They're all non-controversial, and in the cases of peanuts and mustard, can be plugged directly into a crop rotation including corn. All of them have a better oil yield per acre than does hemp, and excepting soy, all of them need less water. (Also, oats can be grown in regions where soy won't since oats have a complete protein and high oil content.)

Flax only needs more water when it is harvested primarily for linen; when harvested for linseed, it needs less water than hemp to reach maturity, and linen is both stronger and has a better hand than does an equivalent hemp fabric. (Seed flax fibers can be used for cordage, but not for fabric.) A crop rotation of flax, sunflowers, peanuts and mustard would provide the soil with a complete nutrient cycle (peanuts are legumes which are nitrogen fixers; mustard is an excellent fallow year cover crop since it will grow without much attention; flax is excellent for wet springs and drier summers, while sunflowers are better for years with a dry spring) while providing more oil per acre than hemp (39 gal/acre), corn (18) cotton (35gal/acre) or soy (48gal/acre). The gallon per acre yield for flax is 51 gal/acre, mustard is 61 gal/acre, sunflowers are 102 gal/acre and peanuts are 113 gal/acre.

Flax does everything that hemp does except make the feds panic, while sunflower stalks and shells can be turned into paper and building materials (though not thread, cord or rope) and peanut shells can be ground and compressed for a carbon-balanced wood pellet equivalent. The meal left over from pressing mustard oil is an excellent organic pesticide.

Right now, they're all more expensive to grow than soy or corn because there's not a glut of automated machinery for sunflowers, flax and peanuts. It's much easier to get a cheap #2 corn harvester to attach to the Deere than it is to get a sunflower harvester. But that could change if sunflowers, flax or peanuts would have the same sort of price supports that soy and corn have.
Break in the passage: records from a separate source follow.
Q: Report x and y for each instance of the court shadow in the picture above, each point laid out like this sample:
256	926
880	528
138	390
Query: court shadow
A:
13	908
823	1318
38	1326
We don't need 80% of the corn we produce; it gets fed to animals, fractioned and converted into all of the products it does because we have excess corn and we have to do SOMETHING with it. If we'd put the cows back to grazing, the pigs back to foraging and eating scraps and the chickens to insect control, we could put something like 60% of the land that is currently corn and soybeans into oil crop production. That's approximately 82 million acres of corn and 74 million of soy (2005 levels.) If 60% of each were diverted to oil crops, while the remaining 20% of excess land was turned over to managed pasture, we could produce on average 7.6 billion gallons of oil. Cows, sheep and goats can digest a lot of the waste from oil crops (though not mustard), returning it via their manure to the fields from which it came.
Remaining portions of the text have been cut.